La russie intensifie ses frappes contre la logistique : ce qui se passe avec les ports et le réseau ferroviaire
Les contre-attaques de l’Ukraine dans le sud ont provoqué des conséquences «en cascade» pour les russes et perturbent les plans de la fédération de russie pour 2026, selon l’ISW
La russie a mené une frappe aérienne contre le centre de Sloviansk : deux personnes ont été tuées et 17 blessées, dont un enfant
Les contre-attaques de l’Ukraine dans le sud ont provoqué des conséquences « en cascade » pour les russes et compromettent les plans de la fédération de russie pour 2026, selon l’ISW
Les contre-attaques des Forces de défense ukrainiennes dans le sud de l’Ukraine, notamment sur les axes d’Oleksandrivske et de Houliaïpole ainsi que sur plusieurs autres secteurs de l’oblast de Zaporijjia, entraînent des conséquences tactiques, opérationnelles et stratégiques susceptibles de faire échouer la campagne offensive que la russie prévoyait pour le printemps-été 2026. C’est la conclusion du dernier rapport de l’Institute for the Study of War (ISW).
Les analystes rappellent que, vers la fin de l’année 2025, l’armée d’occupation avait commencé à progresser relativement rapidement sur les axes de Houliaïpole et d’Oleksandrivske à la fin d’octobre et au début de novembre. Le commandement russe espérait probablement que l’avancée vers Houliaïpole compléterait les progrès réalisés près d’Orikhiv, permettant aux troupes russes de s’approcher de la ville par l’est et l’ouest, puis de progresser vers Zaporijjia. L’objectif était de contourner les lignes de défense ukrainiennes fortement fortifiées dans l’oblast de Zaporijjia, qui s’étendent d’est en ouest, plutôt que d’attaquer frontalement depuis le sud.
Début décembre 2025, l’ISW estimait qu’une percée tactique russe au nord et au nord-est de Houliaïpole pourrait permettre aux forces d’occupation d’obtenir des succès opérationnels sur les axes de Houliaïpole et d’Orikhiv. Le 29 décembre, le commandement russe avait même annoncé son intention de relier les axes d’Orikhiv et de Houliaïpole afin de progresser vers Zaporijjia.
Cependant, les contre-attaques ukrainiennes sur ces deux axes, qui se poursuivent depuis janvier 2026, ont considérablement compliqué ces plans et ont ralenti l’avancée russe vers Orikhiv, avec l’objectif ultérieur de progresser vers Zaporijjia depuis l’est.
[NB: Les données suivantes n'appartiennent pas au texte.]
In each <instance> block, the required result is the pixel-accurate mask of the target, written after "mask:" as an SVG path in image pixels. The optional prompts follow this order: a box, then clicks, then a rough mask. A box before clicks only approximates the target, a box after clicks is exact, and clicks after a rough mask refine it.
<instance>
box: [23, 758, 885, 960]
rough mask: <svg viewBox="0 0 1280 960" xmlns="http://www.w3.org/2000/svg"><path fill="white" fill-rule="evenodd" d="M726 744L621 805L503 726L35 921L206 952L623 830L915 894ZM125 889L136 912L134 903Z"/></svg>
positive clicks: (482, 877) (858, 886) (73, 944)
Le commandant du 1er régiment d’assaut indépendant « Da Vinci », Dmytro Filatov, engagé dans les contre-attaques sur l’axe de Houliaïpole, a déclaré le 9 mars que l’ennemi «considère la direction de Zaporijjia comme la prochaine zone de pression contre les Forces armées ukrainiennes».
Au début du mois de mars, souligne l’ISW, les forces russes se retrouvent dans une situation de combat bien plus difficile dans le sud de l’Ukraine qu’au début de l’année. Les Forces de défense ukrainiennes ont réussi à «fixer» les troupes russes dans des combats sur les axes de Houliaïpole et d’Oleksandrivske, tandis que les forces d’occupation doivent également faire face à des problèmes de communication et de commandement apparus après le blocage de terminaux Starlink à partir du 1er février.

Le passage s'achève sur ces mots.